Something which I don't like is that every time I need the traffic to go through burp I need to go the WiFi settings and modify the "advance option" to use proxy. And if I keep the proxy settings on all the time then I've had issues with playstore and other such app, on the testing device. So that small bit of manual work is what I don't like.

In another comment[2] they mentioned they'll be releasing an android interceptor which would work without proxy, I think that would make me try this.

[1] [https://github.com/federicodotta/Brida](https://github.com/f...

[2] [https://news.ycombinator.com/item?id=30541263](https://news....

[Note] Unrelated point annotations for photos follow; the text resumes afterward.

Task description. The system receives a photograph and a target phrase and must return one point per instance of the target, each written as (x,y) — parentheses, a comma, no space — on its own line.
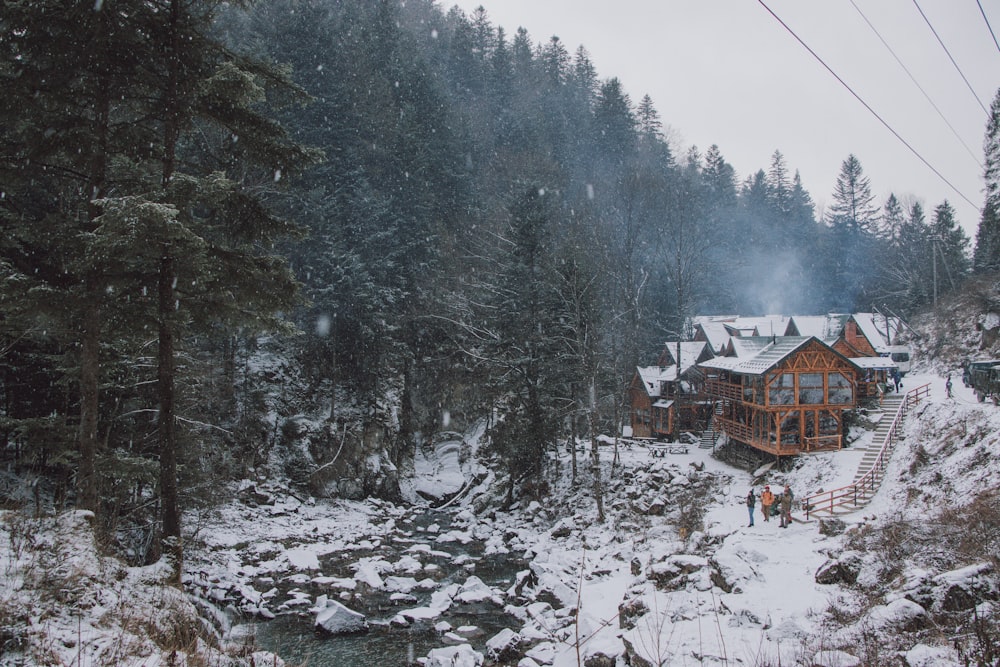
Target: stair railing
(866,485)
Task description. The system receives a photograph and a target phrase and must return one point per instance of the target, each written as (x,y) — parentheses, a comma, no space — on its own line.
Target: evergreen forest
(301,237)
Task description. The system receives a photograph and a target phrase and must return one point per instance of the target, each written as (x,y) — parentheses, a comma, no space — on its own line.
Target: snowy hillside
(674,576)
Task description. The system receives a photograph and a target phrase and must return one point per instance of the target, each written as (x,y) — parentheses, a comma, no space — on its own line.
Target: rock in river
(336,619)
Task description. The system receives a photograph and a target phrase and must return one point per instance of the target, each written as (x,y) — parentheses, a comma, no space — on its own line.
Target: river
(293,637)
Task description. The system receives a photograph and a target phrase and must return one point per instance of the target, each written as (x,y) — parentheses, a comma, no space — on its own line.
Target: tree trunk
(88,487)
(595,453)
(170,510)
(88,493)
(171,521)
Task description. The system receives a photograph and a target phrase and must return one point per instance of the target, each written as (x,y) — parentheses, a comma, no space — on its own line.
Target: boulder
(600,660)
(843,570)
(503,646)
(336,619)
(834,659)
(454,656)
(831,527)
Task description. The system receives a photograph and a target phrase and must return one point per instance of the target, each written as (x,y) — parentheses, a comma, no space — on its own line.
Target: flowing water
(293,637)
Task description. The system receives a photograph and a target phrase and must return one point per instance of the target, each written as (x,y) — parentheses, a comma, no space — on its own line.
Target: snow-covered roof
(653,377)
(824,327)
(716,334)
(759,326)
(749,346)
(769,356)
(690,351)
(873,363)
(880,330)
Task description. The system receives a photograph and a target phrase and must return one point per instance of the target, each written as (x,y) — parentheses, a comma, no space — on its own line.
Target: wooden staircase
(871,470)
(890,406)
(709,436)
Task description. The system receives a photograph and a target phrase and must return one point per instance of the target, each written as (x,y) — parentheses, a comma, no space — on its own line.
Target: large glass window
(811,388)
(790,428)
(782,390)
(828,423)
(841,389)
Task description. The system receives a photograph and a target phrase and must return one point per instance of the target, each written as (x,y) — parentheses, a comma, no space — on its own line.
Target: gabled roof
(653,378)
(777,350)
(824,327)
(880,330)
(691,353)
(873,363)
(716,335)
(758,326)
(747,347)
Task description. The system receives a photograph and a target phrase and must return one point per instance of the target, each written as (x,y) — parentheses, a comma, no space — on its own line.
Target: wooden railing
(867,484)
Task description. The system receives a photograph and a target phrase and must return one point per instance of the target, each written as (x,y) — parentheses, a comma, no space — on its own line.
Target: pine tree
(853,218)
(950,245)
(779,189)
(525,350)
(987,252)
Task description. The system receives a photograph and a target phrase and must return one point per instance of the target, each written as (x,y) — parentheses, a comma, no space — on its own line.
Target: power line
(983,12)
(914,80)
(971,89)
(865,104)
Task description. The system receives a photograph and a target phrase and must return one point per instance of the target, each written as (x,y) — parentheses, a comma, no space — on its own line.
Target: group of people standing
(768,501)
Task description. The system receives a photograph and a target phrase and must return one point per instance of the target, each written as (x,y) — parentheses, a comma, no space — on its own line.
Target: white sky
(726,72)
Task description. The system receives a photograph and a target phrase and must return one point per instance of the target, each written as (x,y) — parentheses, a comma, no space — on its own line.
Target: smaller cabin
(874,335)
(669,397)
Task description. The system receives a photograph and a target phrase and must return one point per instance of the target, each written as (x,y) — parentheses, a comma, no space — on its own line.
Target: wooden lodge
(785,395)
(779,394)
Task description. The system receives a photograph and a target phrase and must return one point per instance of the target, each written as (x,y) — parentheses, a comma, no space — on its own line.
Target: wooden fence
(866,486)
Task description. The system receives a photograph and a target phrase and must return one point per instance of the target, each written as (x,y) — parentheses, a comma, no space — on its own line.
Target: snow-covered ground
(674,576)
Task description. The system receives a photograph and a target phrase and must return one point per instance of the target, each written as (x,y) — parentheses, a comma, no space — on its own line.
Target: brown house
(670,396)
(785,395)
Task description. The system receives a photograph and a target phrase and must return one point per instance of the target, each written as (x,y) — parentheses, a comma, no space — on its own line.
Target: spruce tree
(987,252)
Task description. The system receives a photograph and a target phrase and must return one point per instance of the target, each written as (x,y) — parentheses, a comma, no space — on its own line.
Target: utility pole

I recently used Fiddler along with Frida[1] to deal with cert pinning in the app I was looking into.

[1] https://github.com/httptoolkit/frida-android-unpinning

Sweet, thanks for the link.

I was looking for something like this. Tried mitmproxy but it was useless against cert pinning. So I went with decompiling the app to extract the auth keys and urls for the internal API it was using.

Is there a way to deal cert pinning without decompiling the app?

Here's my setup (for private projects, work stuff is under NDA):

- Android device running Android 10 (generally using older versions is better) - Magisk for root + Trust User Certificates module - mitmproxy (sometimes using mitmweb) - ProxyDroid to connect to mitmproxy - Frida with a one of a handful open source SSL pinning bypass scripts (and a custom one at work)

When network requests aren't enough, I reach for JADX-GUI for decompilation and Frida (REPL and custom scripts) for extracting data at runtime (taking the necessary "cleanroom" precautions for commercial projects).

Same. mitmproxy (and its built-in mitmdump lib), along w/ the (criminally obscure / amazing) lnav (https://lnav.org), have served me very well in the past for this kind of thing.

I have seen Inav earlier but never used it. Does it also provide response modification capabilities?

No, at least not out of the box, bc that's outside its intended realm; lnav (short for log navigator) is like a mini-ETL CLI powertool w/ embedded SQLite. You can pipe (semi/)structured data in, then query and optionally transform and/or export it out. Its API makes it convenient for chaining w/ tools like mitmproxy, so you could do almost anything with it in a custom script pipeline.